School of Information Systems

Singapore Management University


 

Date:


Time:


Venue:

 

May 17, 2017, Wednesday


1:00 pm - 2:00 pm


Meeting Room 4.4, Level 4

School of Information Systems

Singapore Management University


80 Stamford Road

Singapore 178902

We look forward to seeing you at this research seminar.

About the Talk

With the rapid growth of the Web and social media, understanding users' preferences is a key task in recommender systems. The aim of this thesis is to exploit the role of "community" in mining users' behaviors. Our work draws inspiration from collaborative filtering, where users share their preferences through similar ratings; however, we seek to explore the effects of community rather than individual links.

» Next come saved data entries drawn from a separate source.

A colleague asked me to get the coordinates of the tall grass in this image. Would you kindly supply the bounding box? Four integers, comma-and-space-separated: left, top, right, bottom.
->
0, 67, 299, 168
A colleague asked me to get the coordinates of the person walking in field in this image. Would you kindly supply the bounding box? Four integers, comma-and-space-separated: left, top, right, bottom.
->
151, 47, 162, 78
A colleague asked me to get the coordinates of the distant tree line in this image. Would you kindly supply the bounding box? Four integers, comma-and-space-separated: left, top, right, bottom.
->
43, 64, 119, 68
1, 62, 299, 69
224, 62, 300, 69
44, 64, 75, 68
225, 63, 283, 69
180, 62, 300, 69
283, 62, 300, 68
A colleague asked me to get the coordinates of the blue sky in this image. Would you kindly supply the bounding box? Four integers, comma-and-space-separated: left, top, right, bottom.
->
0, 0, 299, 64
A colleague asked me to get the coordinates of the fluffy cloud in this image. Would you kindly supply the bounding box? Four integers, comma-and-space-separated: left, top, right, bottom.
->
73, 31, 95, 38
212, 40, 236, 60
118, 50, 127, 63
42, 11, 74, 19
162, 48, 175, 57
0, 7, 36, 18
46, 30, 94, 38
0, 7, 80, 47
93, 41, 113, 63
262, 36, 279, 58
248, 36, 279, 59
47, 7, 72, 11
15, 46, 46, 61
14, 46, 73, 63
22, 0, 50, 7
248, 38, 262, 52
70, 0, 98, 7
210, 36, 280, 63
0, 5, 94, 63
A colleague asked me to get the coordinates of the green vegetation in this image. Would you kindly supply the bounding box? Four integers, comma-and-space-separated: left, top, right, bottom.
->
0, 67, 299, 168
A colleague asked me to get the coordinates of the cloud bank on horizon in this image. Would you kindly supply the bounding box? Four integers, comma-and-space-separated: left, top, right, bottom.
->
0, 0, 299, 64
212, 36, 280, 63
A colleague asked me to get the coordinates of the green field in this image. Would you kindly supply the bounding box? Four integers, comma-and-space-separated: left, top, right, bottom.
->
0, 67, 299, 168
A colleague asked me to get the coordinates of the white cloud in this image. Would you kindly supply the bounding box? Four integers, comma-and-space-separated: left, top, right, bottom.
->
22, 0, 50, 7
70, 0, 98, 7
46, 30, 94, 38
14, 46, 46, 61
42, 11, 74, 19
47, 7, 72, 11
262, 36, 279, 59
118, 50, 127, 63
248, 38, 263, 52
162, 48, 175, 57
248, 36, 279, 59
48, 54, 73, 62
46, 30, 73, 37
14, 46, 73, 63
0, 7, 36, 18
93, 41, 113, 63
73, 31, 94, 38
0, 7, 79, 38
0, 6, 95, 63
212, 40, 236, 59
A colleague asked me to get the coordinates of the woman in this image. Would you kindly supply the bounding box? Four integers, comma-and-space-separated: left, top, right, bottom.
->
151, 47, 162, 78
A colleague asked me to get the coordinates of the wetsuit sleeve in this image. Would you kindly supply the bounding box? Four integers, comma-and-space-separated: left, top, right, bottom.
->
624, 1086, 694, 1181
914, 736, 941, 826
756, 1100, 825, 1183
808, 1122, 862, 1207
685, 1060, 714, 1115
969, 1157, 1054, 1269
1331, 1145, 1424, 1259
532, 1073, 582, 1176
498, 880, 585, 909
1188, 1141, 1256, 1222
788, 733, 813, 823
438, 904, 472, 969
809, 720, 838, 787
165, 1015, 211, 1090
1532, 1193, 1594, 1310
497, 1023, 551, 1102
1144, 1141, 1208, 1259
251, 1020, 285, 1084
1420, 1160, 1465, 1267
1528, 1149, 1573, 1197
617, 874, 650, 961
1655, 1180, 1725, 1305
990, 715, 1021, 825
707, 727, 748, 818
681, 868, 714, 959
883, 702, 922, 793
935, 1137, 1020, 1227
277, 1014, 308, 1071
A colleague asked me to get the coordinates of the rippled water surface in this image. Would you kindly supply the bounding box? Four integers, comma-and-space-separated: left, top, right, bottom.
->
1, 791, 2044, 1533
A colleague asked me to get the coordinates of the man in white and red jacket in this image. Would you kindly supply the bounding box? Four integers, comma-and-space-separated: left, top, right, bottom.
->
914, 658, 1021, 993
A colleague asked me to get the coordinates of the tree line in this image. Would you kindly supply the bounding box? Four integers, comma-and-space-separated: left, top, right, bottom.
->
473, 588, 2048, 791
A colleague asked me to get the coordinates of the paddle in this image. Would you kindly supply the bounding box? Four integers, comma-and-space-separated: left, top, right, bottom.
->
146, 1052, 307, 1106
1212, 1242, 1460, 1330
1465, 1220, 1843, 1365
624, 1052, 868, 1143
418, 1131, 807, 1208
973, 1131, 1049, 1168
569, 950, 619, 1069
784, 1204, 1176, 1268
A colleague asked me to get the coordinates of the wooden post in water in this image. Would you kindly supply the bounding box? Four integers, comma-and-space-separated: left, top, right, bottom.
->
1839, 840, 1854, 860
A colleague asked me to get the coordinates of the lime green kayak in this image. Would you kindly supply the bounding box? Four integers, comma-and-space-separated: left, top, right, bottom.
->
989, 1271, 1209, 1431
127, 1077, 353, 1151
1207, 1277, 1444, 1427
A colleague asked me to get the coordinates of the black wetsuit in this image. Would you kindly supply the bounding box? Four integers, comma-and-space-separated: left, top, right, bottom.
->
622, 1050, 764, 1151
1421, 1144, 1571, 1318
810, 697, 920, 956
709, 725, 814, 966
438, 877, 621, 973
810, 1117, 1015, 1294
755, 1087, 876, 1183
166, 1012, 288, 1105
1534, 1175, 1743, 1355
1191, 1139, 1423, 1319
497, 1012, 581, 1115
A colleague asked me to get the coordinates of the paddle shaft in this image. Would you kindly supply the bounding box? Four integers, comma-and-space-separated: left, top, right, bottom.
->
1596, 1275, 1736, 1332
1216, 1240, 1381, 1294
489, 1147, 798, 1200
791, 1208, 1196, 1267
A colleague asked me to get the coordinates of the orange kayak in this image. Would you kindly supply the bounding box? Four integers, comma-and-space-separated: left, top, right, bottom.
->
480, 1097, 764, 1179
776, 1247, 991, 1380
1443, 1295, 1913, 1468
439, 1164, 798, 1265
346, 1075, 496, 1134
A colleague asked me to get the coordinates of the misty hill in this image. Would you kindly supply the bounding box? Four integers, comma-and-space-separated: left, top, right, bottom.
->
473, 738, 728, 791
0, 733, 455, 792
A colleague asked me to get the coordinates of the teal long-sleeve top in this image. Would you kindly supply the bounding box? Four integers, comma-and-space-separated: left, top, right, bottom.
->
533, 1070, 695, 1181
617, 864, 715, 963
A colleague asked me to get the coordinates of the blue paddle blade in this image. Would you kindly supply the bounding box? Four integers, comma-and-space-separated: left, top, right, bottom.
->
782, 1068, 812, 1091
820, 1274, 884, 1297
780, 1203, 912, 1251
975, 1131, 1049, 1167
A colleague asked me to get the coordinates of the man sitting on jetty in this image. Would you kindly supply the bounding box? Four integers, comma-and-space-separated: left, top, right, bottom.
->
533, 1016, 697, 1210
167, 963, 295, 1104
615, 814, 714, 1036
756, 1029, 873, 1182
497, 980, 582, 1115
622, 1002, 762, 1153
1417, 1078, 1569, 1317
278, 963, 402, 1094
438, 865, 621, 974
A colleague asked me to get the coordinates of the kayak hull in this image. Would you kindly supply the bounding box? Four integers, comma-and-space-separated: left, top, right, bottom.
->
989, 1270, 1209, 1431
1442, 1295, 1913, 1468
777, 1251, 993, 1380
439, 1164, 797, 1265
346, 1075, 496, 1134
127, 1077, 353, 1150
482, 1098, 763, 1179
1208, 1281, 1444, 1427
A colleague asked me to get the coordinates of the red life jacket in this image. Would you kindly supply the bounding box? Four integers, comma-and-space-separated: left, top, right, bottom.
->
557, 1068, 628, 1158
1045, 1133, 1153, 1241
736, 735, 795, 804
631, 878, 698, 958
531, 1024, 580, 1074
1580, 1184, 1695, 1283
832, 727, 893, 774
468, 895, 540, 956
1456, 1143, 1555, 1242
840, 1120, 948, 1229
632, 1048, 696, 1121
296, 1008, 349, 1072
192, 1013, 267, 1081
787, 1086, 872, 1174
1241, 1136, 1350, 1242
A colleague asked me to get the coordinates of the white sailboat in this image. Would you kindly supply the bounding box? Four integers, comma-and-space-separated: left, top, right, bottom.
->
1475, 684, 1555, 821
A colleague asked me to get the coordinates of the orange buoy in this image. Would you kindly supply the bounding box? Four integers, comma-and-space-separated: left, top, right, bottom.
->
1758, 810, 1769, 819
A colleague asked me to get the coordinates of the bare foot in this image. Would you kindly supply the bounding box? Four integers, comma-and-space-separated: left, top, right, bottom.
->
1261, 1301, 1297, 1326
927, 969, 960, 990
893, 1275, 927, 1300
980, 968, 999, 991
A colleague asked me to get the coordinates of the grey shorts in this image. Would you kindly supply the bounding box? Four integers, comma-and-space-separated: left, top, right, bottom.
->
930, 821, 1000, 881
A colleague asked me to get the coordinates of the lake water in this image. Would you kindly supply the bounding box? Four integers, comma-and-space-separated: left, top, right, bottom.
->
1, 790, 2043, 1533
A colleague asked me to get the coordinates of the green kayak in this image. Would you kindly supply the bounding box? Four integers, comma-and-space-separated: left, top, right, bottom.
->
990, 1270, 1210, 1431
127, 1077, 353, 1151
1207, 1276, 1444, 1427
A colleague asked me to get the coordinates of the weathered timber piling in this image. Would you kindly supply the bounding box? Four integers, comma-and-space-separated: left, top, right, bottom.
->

In this thesis, we introduce an integrated model which combines item-item connections through its content, and user-user connections through their social relationships to deal with the case of sparse data, where there is very few number of interactions between users and items. Experiments on public real-life data showcase the utility of the model, particularly when there is significant compatibility between communities and topics.

About the Speaker

NGUYEN Tiep Trong is currently pursuing Master of Science in Information Systems under the supervision of Prof. Hady W. Lauw. He received his Bachelor of Ho Chi Minh University of Technology, Vietnam. His research focuses on recommender systems, especially social network mining on user preferences.